Plaque for fallen firefighter stolen in North Philly

Memorials Firefighters
firefighter plaque Screenshot of the Second Alarmers Association's Facebook post/for PhillyVoice

This image, from the Second Alarmers Association's Facebook post on the theft of the plaque, shows the concrete block that is left after the plaque was stolen, along with an image of the plaque itself.

A memorial plaque dedicated to a fallen firefighter was ripped from its foundation recently, leading a local first responder support group to ask the public to help keep an eye on similar sites. 

On Friday, Philly Fire News shared a Facebook posting from the city's Second Alarmers Association, an East Falls-based association that works to provide food and drink to first responders at emergency scenes, that showed that the memorial plaque for firefighter James McGee had been pulled from its concrete housing.

The plaque, installed at Second and Erie streets in North Philadelphia in 2006, remembered McGee, a hoseman who died on June 24, 1898 while fighting a fire at the Thomas Potter Oil Company. 

According to Harry McGee, great-grandson of the fallen firefighter and himself a veteran Philadelphia firefighter with 40 years in the department, said the cost to replace the plaque could run between $1,500 and $2,000. 

A Daily News article on the plaque's dedication said that McGee, a member of Engine 45, died while fighting a blaze that took two days to extinguish and injured at least 12 firefighters.

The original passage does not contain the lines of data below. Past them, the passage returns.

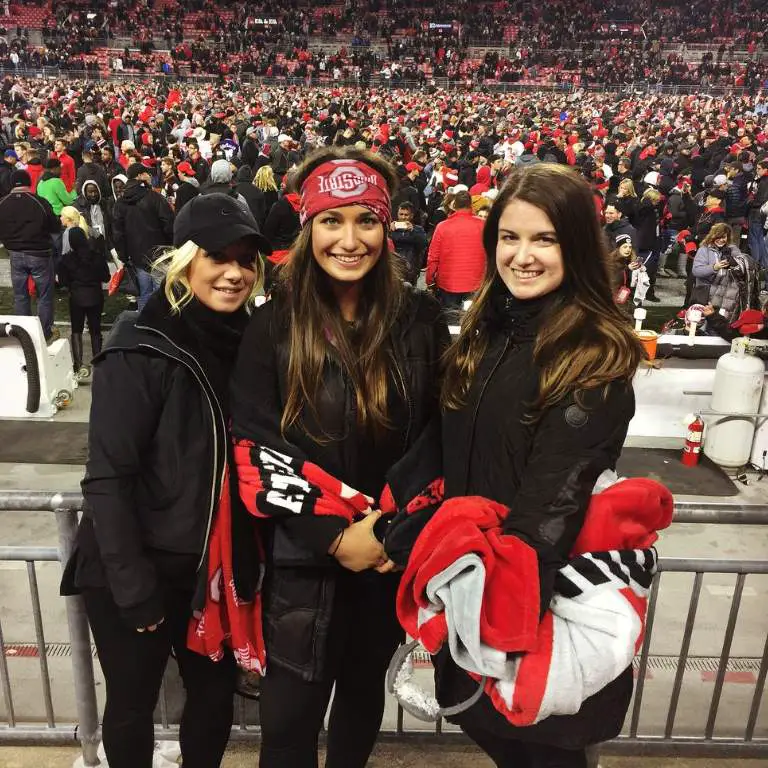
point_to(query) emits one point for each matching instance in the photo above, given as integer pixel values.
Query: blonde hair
(629, 186)
(265, 179)
(75, 218)
(174, 265)
(651, 194)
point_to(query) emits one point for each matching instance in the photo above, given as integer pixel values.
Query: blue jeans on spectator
(40, 268)
(146, 287)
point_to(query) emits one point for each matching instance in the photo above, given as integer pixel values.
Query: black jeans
(79, 314)
(507, 753)
(363, 635)
(133, 664)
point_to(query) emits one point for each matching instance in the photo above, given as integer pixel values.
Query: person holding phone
(715, 255)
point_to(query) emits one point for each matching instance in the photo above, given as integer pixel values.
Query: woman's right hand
(358, 550)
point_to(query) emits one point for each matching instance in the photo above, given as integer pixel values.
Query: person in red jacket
(68, 172)
(456, 260)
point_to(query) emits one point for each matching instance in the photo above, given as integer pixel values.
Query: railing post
(80, 640)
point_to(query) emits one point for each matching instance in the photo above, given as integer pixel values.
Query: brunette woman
(157, 446)
(537, 397)
(337, 371)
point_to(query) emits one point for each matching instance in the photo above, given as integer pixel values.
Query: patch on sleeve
(576, 416)
(552, 530)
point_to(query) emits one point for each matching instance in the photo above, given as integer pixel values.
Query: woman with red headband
(336, 379)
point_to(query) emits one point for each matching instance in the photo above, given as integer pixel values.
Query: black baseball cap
(215, 221)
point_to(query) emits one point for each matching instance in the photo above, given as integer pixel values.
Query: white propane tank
(738, 386)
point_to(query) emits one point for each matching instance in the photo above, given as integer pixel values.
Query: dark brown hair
(317, 328)
(584, 342)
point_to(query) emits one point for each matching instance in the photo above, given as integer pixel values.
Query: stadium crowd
(664, 169)
(562, 43)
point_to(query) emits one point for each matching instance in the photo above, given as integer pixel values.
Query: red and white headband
(339, 183)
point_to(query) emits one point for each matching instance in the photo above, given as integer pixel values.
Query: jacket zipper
(212, 503)
(477, 409)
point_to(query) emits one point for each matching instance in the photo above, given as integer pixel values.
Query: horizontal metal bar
(686, 511)
(681, 746)
(702, 565)
(21, 501)
(29, 553)
(640, 746)
(720, 513)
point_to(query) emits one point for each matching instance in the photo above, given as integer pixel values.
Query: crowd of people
(273, 488)
(559, 44)
(664, 170)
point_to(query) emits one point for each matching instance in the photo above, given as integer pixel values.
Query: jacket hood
(91, 183)
(483, 175)
(135, 192)
(121, 177)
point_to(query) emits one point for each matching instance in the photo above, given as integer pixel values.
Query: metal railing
(666, 741)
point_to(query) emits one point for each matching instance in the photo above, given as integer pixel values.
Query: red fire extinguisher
(692, 447)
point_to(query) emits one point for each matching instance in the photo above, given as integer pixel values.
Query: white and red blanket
(472, 587)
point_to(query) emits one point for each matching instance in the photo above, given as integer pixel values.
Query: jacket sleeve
(165, 215)
(118, 229)
(433, 257)
(127, 398)
(702, 263)
(257, 408)
(574, 442)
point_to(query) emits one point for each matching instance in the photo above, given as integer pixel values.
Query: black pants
(133, 664)
(507, 753)
(364, 634)
(78, 315)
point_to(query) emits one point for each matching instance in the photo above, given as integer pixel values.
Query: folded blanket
(476, 589)
(273, 484)
(226, 620)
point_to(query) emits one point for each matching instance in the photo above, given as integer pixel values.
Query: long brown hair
(317, 329)
(584, 341)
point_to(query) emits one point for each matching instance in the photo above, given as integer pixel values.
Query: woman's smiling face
(528, 255)
(347, 242)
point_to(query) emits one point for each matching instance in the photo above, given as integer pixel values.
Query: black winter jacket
(142, 221)
(759, 199)
(736, 197)
(27, 222)
(282, 225)
(647, 226)
(301, 577)
(157, 448)
(83, 269)
(545, 473)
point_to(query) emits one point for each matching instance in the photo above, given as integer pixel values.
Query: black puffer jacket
(157, 448)
(142, 221)
(83, 269)
(544, 472)
(301, 577)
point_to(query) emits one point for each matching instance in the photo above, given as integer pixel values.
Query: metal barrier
(66, 506)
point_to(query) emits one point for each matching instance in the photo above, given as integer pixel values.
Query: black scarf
(217, 338)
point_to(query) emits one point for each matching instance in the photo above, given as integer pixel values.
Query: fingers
(151, 627)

He was 35.

On their posting, the Second Alarmers Association called the theft of the plaque a "disgrace." 

"What a disgrace that someone would have the audacity to remove this memorial from hollowed ground to honor one of our responders who made the supreme sacrifice for the citizens of this city," the organization wrote. 

The younger McGee, who was curator of Philadelphia's Fireman's Hall Museum, but is now retired, said his family has been working to raise funds needed to replace the plaque, but they will find a new site for it to be installed. 

"It won't go back to that location. It can't be protected there," he said. 

Instead, McGee hopes to have a replacement plaque installed at the Engine 45 fire station at 26th and York Streets, where his great-grandfather served, and where his great-grandmother was a matron for the fire department, he said. Matrons were historically widows of firefighters who worked to help clean and maintain fire stations. 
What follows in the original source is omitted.